Everything seems to be working well except we have a strange issue, where the first time anyone logs in, they are presented with a page “Internal Server Error: The server encountered an internal error or misconfiguration and was unable to complete your request…”. As soon as the person refreshes the page, they are logged in without further issue. I do not see anything out of the ordinary in the logs. Is there something we can look at that might point to what the issue is?

Another user seems to be having an issue when launching interactive apps. They get:

rsync: mkstemp “/home/user/ondemand/data/sys/dashboard/batch_connect/sys/jupyterlab/output/6a9ca682-cf2b-4ab8-89ae-86681ec79cf6/.after.sh.HBJD5t” failed: Input/output error (5)
rsync: mkstemp “/home/user/ondemand/data/sys/dashboard/batch_connect/sys/jupyterlab/output/6a9ca682-cf2b-4ab8-89ae-86681ec79cf6/.before.sh.erb.oTykOr” failed: Input/output error (5)
rsync: mkstemp “/home/user/ondemand/data/sys/dashboard/batch_connect/sys/jupyterlab/output/6a9ca682-cf2b-4ab8-89ae-86681ec79cf6/.script.sh.erb.0PXcxp” failed: Input/output error (5)
rsync error: some files/attrs were not transferred (see previous errors) (code 23) at main.c(1179) [sender=3.1.2]

Others have the same issue, other users, like me, can launch the interactive apps just fine.

Any ideas on how to solve these two issues would be greatly appreciated.

No issues with the posts - we budget both in time and money for answering questions. So that’s no issue at all!

There should be something in apache’s error logs /var/log/httpd24-httpd for this. Whether it’s meaningful or not I can’t say but that’s our best bet to see any output there.

My guess is, there’s something funny with one of your HOME drives. At OSC our HOME drives are partitioned to maybe 4-5 storage nodes. One can blow up with a lot of lag and affect a certain number of folks but not others.

That is, my thinking is one of your storage devices is not working well, so it affects a subset of your users. Those users who happen to use that storage device.

There may be something in dmesg or journalctl about this, but I’m guessing you’ll have to run more tests on that file location with your storage folks.

Thanks Jeff for the reply. Good news is, we’ve resolved the issue with the input/output error.
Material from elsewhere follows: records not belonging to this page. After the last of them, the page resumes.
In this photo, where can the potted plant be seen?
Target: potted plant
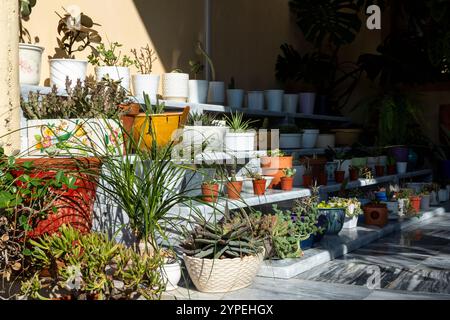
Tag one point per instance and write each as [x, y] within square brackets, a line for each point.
[157, 126]
[145, 81]
[222, 256]
[198, 89]
[77, 34]
[274, 164]
[287, 181]
[235, 97]
[109, 64]
[290, 137]
[175, 86]
[239, 137]
[30, 55]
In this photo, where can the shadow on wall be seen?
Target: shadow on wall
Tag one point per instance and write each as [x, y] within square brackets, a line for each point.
[174, 26]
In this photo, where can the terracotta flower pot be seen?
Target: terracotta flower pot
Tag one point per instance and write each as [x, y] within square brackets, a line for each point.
[391, 169]
[376, 215]
[273, 167]
[234, 189]
[339, 176]
[307, 180]
[287, 183]
[75, 206]
[415, 203]
[259, 187]
[354, 174]
[379, 171]
[210, 192]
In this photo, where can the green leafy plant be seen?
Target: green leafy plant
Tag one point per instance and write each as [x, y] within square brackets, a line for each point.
[103, 56]
[77, 33]
[144, 59]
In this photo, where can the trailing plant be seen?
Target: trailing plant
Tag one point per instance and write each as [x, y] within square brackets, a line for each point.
[144, 59]
[89, 267]
[103, 56]
[76, 33]
[89, 100]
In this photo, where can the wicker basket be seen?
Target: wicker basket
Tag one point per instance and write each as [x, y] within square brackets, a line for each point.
[223, 275]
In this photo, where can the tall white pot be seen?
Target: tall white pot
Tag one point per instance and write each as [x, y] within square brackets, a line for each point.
[121, 74]
[216, 92]
[148, 83]
[30, 60]
[175, 86]
[198, 91]
[61, 69]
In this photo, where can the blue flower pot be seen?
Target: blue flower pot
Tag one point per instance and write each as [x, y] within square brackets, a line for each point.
[308, 243]
[335, 220]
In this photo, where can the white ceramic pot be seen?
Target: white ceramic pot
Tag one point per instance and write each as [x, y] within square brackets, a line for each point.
[290, 141]
[239, 141]
[216, 92]
[198, 91]
[425, 202]
[290, 103]
[61, 69]
[209, 136]
[350, 223]
[309, 138]
[326, 140]
[402, 167]
[307, 102]
[171, 275]
[175, 86]
[235, 98]
[255, 100]
[30, 61]
[115, 73]
[274, 100]
[148, 83]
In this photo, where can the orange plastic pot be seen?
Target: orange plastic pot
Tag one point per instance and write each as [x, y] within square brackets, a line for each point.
[234, 189]
[415, 203]
[376, 215]
[273, 167]
[287, 183]
[163, 126]
[259, 187]
[74, 207]
[210, 192]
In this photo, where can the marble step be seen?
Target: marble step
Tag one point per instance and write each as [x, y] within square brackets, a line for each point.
[332, 247]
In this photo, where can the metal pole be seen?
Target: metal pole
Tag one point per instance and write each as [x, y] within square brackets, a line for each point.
[207, 36]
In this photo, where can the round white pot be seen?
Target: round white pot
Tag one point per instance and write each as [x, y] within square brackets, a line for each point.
[175, 86]
[290, 141]
[309, 138]
[61, 69]
[255, 100]
[235, 98]
[274, 100]
[171, 275]
[198, 91]
[326, 140]
[402, 167]
[242, 141]
[148, 83]
[350, 223]
[216, 92]
[290, 103]
[307, 102]
[121, 74]
[30, 61]
[425, 202]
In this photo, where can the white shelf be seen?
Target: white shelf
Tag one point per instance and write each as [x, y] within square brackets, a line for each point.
[373, 182]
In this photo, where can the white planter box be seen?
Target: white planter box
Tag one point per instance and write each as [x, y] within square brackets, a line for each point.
[64, 137]
[30, 61]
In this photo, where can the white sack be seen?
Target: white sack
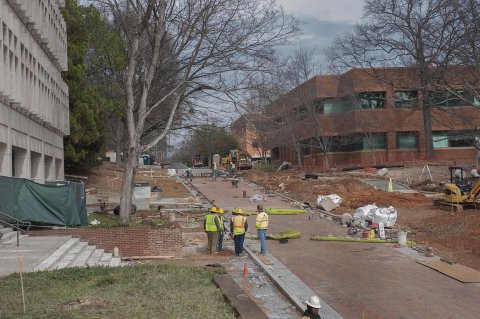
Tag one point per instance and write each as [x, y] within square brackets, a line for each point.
[334, 197]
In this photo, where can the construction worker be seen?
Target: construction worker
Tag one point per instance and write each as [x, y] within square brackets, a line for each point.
[214, 171]
[261, 224]
[222, 229]
[233, 169]
[189, 172]
[211, 224]
[238, 227]
[313, 305]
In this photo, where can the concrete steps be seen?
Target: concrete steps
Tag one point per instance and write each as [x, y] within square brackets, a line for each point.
[72, 253]
[75, 253]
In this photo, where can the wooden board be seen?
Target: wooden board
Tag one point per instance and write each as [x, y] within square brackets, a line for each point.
[457, 271]
[240, 301]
However, still getting the Internal Server Error just on the first login for people.

We’ve looked through the logs and really cannot see anything out of the ordinary that would cause this problem. We see the user map successfully, and that’s it, nothing more in the logs to note. It’s on debug as well so we should be getting all of the output. Do you know of anyone else who has seen this issue? A refresh of the page always fixes it, but it throws people off when they first see the error and they think the site is down.

That’s good to hear about the disk drives.

As to your auth issues, I’m not sure. Seems like something in the ADFS handshake flow is going wrong? Maybe you can try MellonDiagnosticsEnable and/or get some info from the browser.

This is an example of what I’d be looking for. From chrome, because chrome can capture stuff on redirects (though you may have to enable it?).

In any case, you can se I get a 302, 302, then I hit the dashboard with 200 response codes. I’m wondering what your flow looks like and where you’re 500 is coming from (which page/network call).